Is this package going to do anything to increase bulk-billing rates? We have had the minister in here and the health minister make it quite clear that this is based on a government assumption of having no increase in bulk-billing rates. The minister in this chamber has said that he hopes that bulk-billing will increase. Minister Abbott has said that it should improve bulk-billing rates, but that is not the assumption on which they have based this model. That is simply not good enough for the Australian Greens and it is simply not good enough for the Australian people. Australians love Medicare. They love the fact that they pay their taxes, based on their income; pay their levy; and then get the service. When they are sick and when their kids are sick they can go to the doctor. They do not want a system like the one this government wants, where you pay your taxes, you pay your levy, you pay whatever gap fee the doctor decides to charge and only then get your service. You will pay three times—user pays, user pays, user pays—before you get any health care under this government.

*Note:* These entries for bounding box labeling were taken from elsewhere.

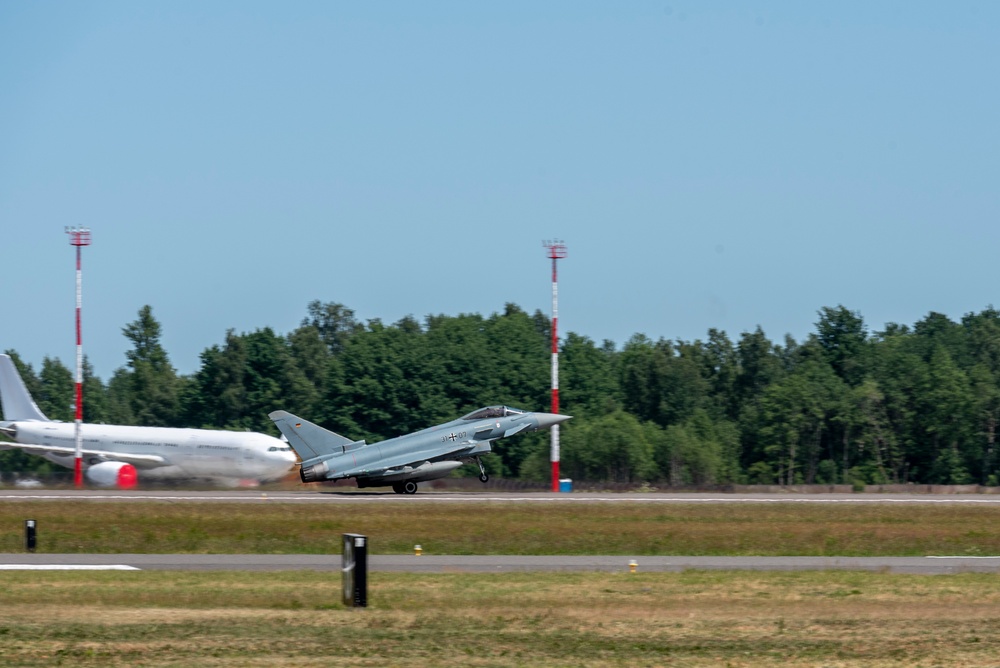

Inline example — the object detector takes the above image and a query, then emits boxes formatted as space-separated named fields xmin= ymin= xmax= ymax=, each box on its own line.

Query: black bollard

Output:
xmin=24 ymin=520 xmax=37 ymax=552
xmin=341 ymin=533 xmax=368 ymax=608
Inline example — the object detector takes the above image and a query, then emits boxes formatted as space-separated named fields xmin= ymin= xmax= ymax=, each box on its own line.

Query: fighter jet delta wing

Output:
xmin=268 ymin=406 xmax=570 ymax=494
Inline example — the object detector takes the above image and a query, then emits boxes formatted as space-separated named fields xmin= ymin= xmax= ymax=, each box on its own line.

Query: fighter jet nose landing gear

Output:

The Greens believe in universal and strong public health care in this country. We know that there is $2.4 billion of public money that this government is putting each year into the private health insurance rebate. That is before the premiums go up, as this government just approved. That is $2.4 billion of public money that should be being put into the public health care system. The minister in here indicated quite clearly that if people are supporting the Greens that is what we are saying: `There is $2.4 billion of public money. Let's put it into the public health system.' That is our position, and we are proud to be supporters of a strong public health care system in this country—not the model that this government and four Independent senators have for public health care in this country, which means that Medicare as we know it is officially dead. Only a sick government would want to destroy Medicare.